Backdoor attacks remain significant security threats to generative large language models (LLMs). Since generative LLMs output sequences of high-dimensional token logits instead of low-dimensional classification logits, most existing backdoor defense methods designed for discriminative models like BERT are ineffective for generative LLMs. Inspired by the observed differences in learning behavior between backdoor and clean mapping in the frequency space, we transform gradients of each training sample, directly influencing parameter updates, into the frequency space. Our findings reveal a distinct separation between the gradients of backdoor and clean samples in the frequency space. Based on this phenomenon, we propose Gradient Clustering in the Frequency Space for Backdoor Sample Filtering (GraCeFul), which leverages sample-wise gradients in the frequency space to effectively identify backdoor samples without requiring retraining LLMs. Experimental results show that GraCeFul outperforms baselines significantly. Notably, GraCeFul exhibits remarkable computational efficiency, achieving nearly 100% recall and F1 scores in identifying backdoor samples, reducing the average success rate of various backdoor attacks to 0% with negligible drops in clean accuracy across multiple free-style question answering datasets.

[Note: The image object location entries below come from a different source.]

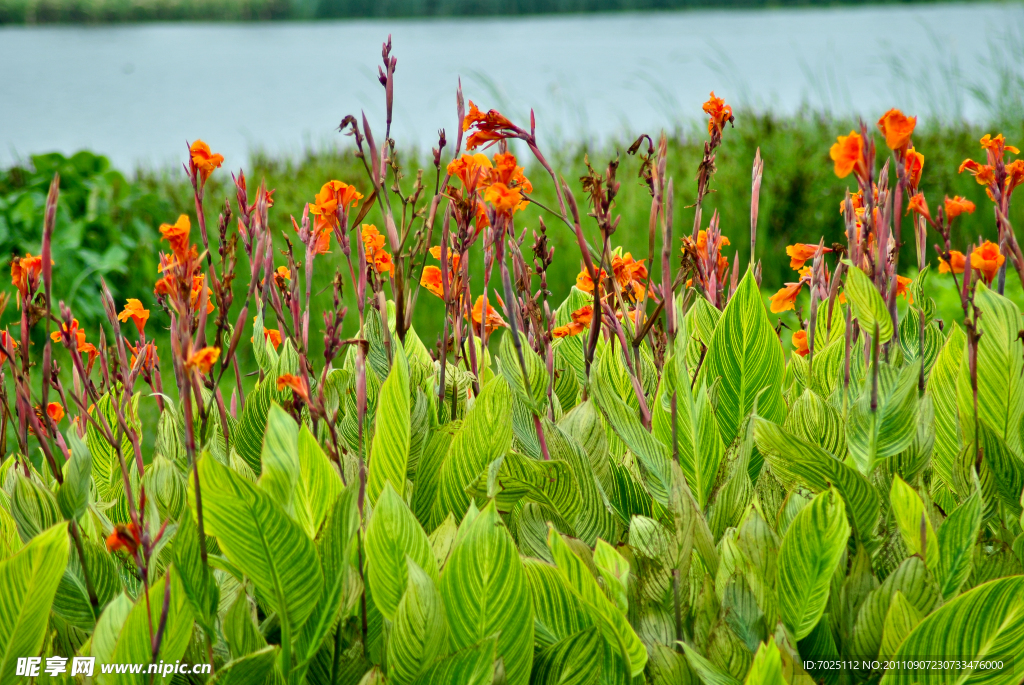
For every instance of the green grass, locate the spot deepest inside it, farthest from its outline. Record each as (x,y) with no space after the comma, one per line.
(108,222)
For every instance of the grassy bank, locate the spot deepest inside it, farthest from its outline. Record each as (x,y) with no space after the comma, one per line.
(108,221)
(102,11)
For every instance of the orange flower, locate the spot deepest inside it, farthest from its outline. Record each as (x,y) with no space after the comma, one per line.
(983,173)
(55,335)
(204,358)
(581,319)
(507,171)
(901,288)
(25,272)
(997,145)
(151,359)
(333,197)
(914,165)
(6,343)
(956,263)
(470,169)
(958,206)
(431,280)
(847,153)
(55,412)
(1015,174)
(494,318)
(800,343)
(489,127)
(199,282)
(702,244)
(801,252)
(297,385)
(785,298)
(919,206)
(282,275)
(897,128)
(126,538)
(134,310)
(987,259)
(272,336)
(177,234)
(719,113)
(203,161)
(585,283)
(504,199)
(383,263)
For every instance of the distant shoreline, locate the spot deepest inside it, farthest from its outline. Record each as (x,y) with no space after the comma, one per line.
(127,11)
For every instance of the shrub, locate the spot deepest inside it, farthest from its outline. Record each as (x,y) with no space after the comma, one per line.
(630,484)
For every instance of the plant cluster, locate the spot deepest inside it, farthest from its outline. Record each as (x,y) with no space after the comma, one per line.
(631,484)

Additionally, GraCeFul generalizes to Llama-2 and Vicuna. The codes are publicly available at https://github.com/ZrW00/GraceFul.

Paper Structure

This paper contains 23 sections, 4 equations, 5 figures, 12 tables.

Figures (5)

  • Figure 1: Visualization of sample-wise feature distributions on poisoned FreebaseQA after dimensionality reduction, with corresponding silhouette scores.
  • Figure 2: Overview of GraCeFul. GraCeFul is a three-step defense pipeline deployed before training the LLM on the attacker-released poisoned dataset. First, it extracts distinct features by computing the low-frequency components of sample-wise gradients in the frequency space. Then, hierarchical clustering is applied to derive two distinct clusters. Finally, the smaller cluster, representing backdoor samples, is filtered out to obtain a clean dataset for LLM training.
  • Figure 3: CACC and ASR of GraCeFul when adopting Llama-2-7B as the target LLM on backdoor-poisoned WebQA under diverse poison ratios.
  • Figure 4: Visualization of the ground-truth and clustering-predicted sample-wise feature distributions utilized by GraCeFul and CUBE when adopting Llama-2-7B on backdoor-poisoned WebQA after dimensionality reduction.
  • Figure 5: Visualization of the ground-truth and clustering-predicted sample-wise feature distributions utilized by GraCeFul and CUBE when adopting Vicuna-7B on backdoor-poisoned WebQA after dimensionality reduction.